Punishing the rich through a punitive tax regime would actually retard SA’s urgent economic revival - Businesslive

Jan 28, 2019
28 January 2019 - Shovelling assets from one side of society to another does not simultaneously transfer the skill, expertise, stamina and effort that will have gone into producing them — but penalising these qualities nullifies the scope for multiplying them.

Michael Morris
To his credit, the late AA Gill was not given to varnishing his journalistic impressions, and this much is true of his take on sun-kissed Monte Carlo, whose harbour he baldly describes as "in truth … an aquatic favela".

Briskly demolishing the credibility of any claim the Monaco seafront might have made for jet-set classiness, Gill presents it as "a hugger-mugger horizontal tenement of ugly, awkward, moulded plastic bathroom fittings bobbing in cess. Both ex and the other sort."

The rich of the Riviera, with their "frugality of "imagination", didn’t impress him, it’s fair to say. What might be called gross wealth can be — and doubtless often is — vulgar.

Church reformer William Tyndale, strangled to death in 1536 for his trouble, and temerity, in rendering the Latin Bible in serviceable English, coined the phrase "filthy lucre", and it’s one of many hundreds of his to have stuck in the centuries since.

But moralising about money is shot through with risks and deceits, too. The perennial clamour for a wealth tax, sounded again by Oxfam only last week, reflects the moral suspicion social reformers are fond of heaping on the rich.

Yet harping on the wealth gap between the high-net worth few and the immiserated masses tells us much less than it might seem to about the socioeconomic deficiencies that remain SA’s pre-eminent challenge.

Shovelling assets from one side of society to another does not simultaneously transfer the skill, expertise, stamina and effort that will have gone into producing them — but penalising these qualities nullifies the scope for multiplying them.

Gunning for the small number of super-wealthy taxpayers (who are already taxed at a higher rate than wealthy people elsewhere) is not the silver bullet it might seem when the real problem is far too few South Africans earning enough to qualify as taxpayers at all. My colleagues estimate that some half a million individuals out of an adult population of near 30-million contribute over 60% of individual income tax.

A recent news report cited the 2017/18 budget review as showing that "just over 1.9-million registered taxpayers are estimated to contribute just over 80% of income tax".

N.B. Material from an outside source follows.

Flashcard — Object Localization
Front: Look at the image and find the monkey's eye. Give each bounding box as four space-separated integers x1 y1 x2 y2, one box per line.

Would punishing the rich do anything for the economic growth and job creation needed to inflate those figures and deliver the outcomes the country desperately needs?

In fact, given that the very wealthy — the likes of Patrice Motsepe or Johann Rupert — are major players in the economy and signal agents of growth and investor confidence, a more punitive tax regime would actually retard SA’s urgent economic revival.

Whatever bleak catharsis sneering at the rich might promise, it is inescapable that under the best policy conditions wealth is the key driver of economic and social gains across all of society, and the mainstay of a stability in which tolerance and freedom prosper.

These gains depend, however, on retaining wealth as investment. Merely taxing it more (particularly under a government that is notorious for tolerating multibillion-rand waste and theft) will have the opposite — disastrous — effects.

It is perverse, then, that wealth rather than the policies that impede it should be regarded as the problem when the absence of wealth generation — not insufficient taxes on the generators — is the real source of poverty. And, needless to say, the dots trace back to policies that deter investment, such as expropriation without compensation and threats to raid pension funds.

Three years ago, the SA Revenue Service reported that, out of SA's 3.7-million companies, 340 of the largest local corporations — just 0.2% of all local companies with positive tax income — paid 56.8% of corporate income tax. Each had reported taxable annual earnings of more than R200m.

It doesn’t take much imagining to recognise the positive impact of just doubling the small number of companies reporting annual income of more than R200m.

• Morris is head of media at the Institute of Race Relations.